The body of actions: 'sajja-tham' as a practice of Buddhist self-making at Wat Thamkrabok
Key information
- Date
- Time
-
5:30 pm to 7:00 pm
- Venue
- Paul Webley Wing (Senate House)
- Room
- Wolfson Lecture Theatre (SWLT)
- Event type
- Seminar
About this event
This seminar examines sajja-tham, a practice of ethical vow-taking at Wat Thamkrabok in central Thailand.
Practitioners describe their approach as a 'Buddhism of action', in which vows are enacted through everyday routines of ritual, labour, and communal life. Rather than treating Buddhism as a set of beliefs, sajja-tham frames ethical understanding as something cultivated through disciplined practice.
The seminar explores how this orientation reframes everyday life as a primary site of religious knowledge. It also considers practitioners’ claim that actions accumulate into a lasting 'body of actions' (doagratham), carried forward through material forms such as buildings and shared spaces. Taking this claim seriously unsettles familiar distinctions between material and spiritual life, drawing attention to a form of Buddhist practice in which ethics, labour, and materiality are closely intertwined.
Registration
This event is free to attend, open to the public, and held in-person only.
South East Asian Studies Seminar Series
This semester’s theme foregrounds how communities across Southeast Asia have sought to live, believe, and flourish through the practices of everyday life. From ritual and governance to kinship and sport, the seminars explore how ordinary practices are imagined and enacted across different times and places.
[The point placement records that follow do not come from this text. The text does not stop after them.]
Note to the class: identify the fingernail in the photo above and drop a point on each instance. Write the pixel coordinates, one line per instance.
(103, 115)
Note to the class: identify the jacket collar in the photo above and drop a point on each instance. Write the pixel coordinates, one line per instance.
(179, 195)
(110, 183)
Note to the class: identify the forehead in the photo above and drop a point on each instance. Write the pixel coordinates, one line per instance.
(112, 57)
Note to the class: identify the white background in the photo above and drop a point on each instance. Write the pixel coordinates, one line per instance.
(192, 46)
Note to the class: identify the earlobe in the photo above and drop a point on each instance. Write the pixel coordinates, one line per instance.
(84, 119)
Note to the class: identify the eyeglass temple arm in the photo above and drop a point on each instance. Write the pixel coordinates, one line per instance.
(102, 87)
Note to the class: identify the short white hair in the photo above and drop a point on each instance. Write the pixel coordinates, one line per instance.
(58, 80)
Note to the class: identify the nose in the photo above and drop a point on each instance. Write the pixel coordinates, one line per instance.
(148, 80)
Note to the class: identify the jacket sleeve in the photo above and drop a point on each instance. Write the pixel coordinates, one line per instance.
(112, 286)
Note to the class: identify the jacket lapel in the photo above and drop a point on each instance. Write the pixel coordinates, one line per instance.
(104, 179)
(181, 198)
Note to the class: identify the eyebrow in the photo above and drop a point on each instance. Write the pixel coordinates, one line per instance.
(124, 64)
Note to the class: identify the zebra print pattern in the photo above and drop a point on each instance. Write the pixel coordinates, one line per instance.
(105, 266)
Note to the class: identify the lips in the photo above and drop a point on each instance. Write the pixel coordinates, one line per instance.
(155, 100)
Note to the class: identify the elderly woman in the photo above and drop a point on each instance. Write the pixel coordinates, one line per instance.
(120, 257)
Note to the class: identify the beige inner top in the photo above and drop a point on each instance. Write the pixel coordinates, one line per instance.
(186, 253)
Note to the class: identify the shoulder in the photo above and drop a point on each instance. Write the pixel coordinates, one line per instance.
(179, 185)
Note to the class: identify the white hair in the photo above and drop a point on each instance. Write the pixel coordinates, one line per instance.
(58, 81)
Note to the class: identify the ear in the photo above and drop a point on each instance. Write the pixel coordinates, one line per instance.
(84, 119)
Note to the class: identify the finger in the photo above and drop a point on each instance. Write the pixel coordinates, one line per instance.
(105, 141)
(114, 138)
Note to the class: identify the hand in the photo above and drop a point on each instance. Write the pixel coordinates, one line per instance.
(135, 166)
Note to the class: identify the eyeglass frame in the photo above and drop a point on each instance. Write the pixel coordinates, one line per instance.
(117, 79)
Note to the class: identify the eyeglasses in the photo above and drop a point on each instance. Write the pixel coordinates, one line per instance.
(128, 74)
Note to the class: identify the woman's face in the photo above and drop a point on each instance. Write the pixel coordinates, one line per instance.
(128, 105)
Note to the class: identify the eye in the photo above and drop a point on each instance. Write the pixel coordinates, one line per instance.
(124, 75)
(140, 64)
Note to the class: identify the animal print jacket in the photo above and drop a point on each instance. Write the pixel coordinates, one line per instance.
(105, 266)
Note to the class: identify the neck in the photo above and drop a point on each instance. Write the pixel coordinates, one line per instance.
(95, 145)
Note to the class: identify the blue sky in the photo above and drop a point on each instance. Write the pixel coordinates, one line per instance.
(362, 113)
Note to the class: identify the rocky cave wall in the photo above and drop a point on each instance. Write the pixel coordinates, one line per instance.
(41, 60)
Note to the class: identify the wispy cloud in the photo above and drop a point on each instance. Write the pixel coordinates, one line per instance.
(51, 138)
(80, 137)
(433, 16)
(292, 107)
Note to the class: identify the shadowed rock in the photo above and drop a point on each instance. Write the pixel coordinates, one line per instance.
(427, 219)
The series brings historical and ethnographic perspectives into conversation to illuminate the ethical, political, and creative dimensions of daily life in the region.
About the speaker
Alastair Parsons
Alastair Parsons is a medical and social anthropologist whose research has focused on addiction, selfhood, religion, and the ways people transform themselves. He received a PhD from UCL in 2026. His doctoral work is based on a year of research at Wat Thamkrabok in Thailand, where he lived, practiced, and learned first-hand about this singularly unique monastic community’s approach to addiction therapeutics and Buddhism. Alastair’s work has been published in Ethos, and he is co-founder of the ASA Addiction Anthropology Network.